Recently, laparoscopic or thoracoscopic approach is becoming more feasible and safer allowing a lower hospital length stay and a lower morbidity rate [31, 38,39,40]. Despite this, our analysis reveals that open approaches are still predominant. This could be related to the majority of trauma hernias in which the laparoscopic approach is still very limited.
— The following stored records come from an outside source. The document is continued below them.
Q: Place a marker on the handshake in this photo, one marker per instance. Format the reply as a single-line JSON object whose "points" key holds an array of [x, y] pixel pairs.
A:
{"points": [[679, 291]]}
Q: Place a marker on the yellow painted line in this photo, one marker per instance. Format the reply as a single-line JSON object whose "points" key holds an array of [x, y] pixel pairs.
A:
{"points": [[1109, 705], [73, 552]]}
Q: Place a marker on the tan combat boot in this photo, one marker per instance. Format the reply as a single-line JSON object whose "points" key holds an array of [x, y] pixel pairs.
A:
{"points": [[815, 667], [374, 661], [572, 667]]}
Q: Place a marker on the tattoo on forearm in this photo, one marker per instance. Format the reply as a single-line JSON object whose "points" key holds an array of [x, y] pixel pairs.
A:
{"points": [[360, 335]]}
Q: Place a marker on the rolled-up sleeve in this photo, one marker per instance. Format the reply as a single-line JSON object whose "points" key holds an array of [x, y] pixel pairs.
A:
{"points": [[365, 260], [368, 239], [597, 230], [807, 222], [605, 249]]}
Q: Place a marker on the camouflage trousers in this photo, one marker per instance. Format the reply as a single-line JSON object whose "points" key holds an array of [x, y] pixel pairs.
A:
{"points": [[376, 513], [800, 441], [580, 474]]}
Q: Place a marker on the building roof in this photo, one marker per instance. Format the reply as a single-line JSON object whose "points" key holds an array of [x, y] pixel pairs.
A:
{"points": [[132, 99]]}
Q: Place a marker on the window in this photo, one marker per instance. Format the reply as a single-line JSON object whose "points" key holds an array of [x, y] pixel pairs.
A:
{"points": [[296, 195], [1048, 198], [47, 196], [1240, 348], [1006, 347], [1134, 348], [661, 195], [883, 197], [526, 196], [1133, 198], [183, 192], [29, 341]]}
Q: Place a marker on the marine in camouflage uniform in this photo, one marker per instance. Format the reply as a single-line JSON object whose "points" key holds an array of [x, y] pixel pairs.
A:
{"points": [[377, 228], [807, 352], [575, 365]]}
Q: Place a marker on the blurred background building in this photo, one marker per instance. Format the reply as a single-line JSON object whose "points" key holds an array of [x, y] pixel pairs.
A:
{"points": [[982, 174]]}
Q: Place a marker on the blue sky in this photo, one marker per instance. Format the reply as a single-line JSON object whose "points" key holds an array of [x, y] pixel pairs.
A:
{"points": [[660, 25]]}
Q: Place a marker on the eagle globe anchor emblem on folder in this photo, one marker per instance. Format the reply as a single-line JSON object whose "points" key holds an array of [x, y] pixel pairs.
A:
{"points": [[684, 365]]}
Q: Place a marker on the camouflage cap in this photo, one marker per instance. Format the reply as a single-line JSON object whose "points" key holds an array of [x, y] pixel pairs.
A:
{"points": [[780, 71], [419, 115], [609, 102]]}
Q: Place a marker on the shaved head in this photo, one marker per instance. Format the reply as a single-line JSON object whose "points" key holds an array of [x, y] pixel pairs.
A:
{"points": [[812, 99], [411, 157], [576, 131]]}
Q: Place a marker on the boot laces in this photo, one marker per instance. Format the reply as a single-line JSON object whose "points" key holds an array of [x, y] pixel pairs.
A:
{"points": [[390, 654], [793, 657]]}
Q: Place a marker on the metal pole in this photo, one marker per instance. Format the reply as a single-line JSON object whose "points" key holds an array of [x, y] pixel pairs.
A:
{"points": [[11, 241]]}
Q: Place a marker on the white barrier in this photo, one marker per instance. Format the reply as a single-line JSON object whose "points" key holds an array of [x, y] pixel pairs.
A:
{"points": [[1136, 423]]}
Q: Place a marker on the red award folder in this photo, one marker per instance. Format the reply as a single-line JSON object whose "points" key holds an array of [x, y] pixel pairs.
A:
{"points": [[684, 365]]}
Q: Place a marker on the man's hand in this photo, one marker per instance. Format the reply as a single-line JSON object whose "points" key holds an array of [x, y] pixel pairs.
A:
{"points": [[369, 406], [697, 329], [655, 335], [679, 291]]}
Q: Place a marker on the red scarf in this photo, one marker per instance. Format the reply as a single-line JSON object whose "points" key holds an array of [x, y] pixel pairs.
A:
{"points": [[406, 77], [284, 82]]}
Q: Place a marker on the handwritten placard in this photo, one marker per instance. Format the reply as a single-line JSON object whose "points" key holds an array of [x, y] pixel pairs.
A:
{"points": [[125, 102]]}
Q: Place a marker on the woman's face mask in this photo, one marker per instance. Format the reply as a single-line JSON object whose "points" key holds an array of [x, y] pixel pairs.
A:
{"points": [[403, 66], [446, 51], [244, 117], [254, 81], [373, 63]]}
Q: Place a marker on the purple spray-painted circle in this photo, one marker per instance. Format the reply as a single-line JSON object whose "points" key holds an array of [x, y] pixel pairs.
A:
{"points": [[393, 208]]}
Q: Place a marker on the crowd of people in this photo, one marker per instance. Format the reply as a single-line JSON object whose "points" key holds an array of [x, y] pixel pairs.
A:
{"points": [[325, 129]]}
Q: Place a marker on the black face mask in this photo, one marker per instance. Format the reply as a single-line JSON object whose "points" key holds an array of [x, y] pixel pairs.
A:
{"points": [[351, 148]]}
A differentiated analysis of the etiology shows that most of the minimally invasive approaches have been used in repair of complicated CDH, while almost all of the complicated TDH have been approached with laparotomy. A further and even more recent approach is the robotic one, which allows a detailed anatomical visualization and a more precise dissection, but literature findings are poor. In our series, the robotic approach has been used only in 3 patients, [41, 42] and this can be determined by the high costs and the nature of the pathology that often occurs in “emergency setting” compared to “elective setting.” Damage control surgery (DCS) can be an advantageous/rescue alternative in emergency management of the patient with complicated DH although there is no general consensus on its use mainly due to the intra-abdominal hypertension and the abdominal compartment syndrome that may result [43]. DCS can be useful especially in complicated TDH. In unstable patients or damaged/bleeding organs, a second look may be required. The re-exploration of the abdomen 24/48 h later can help surgeon in recognizing the vital/non-vital areas of an ischemic organ leading him in resection [44].

Conclusion

Complicated CDH and TDH have different etiology but similar management. Surgery is the treatment of choice and is strongly influenced by the preoperative setting, performed mainly with chest X-ray and CT scan. DCS can be considered especially in traumas and can offer an advantage in management of the compromised patients. Minimally invasive approach is safe and feasible and offers advantages in terms of hospitalization and lower morbidity rate but is highly dependent on the surgeon's expertise, especially in emergency setting.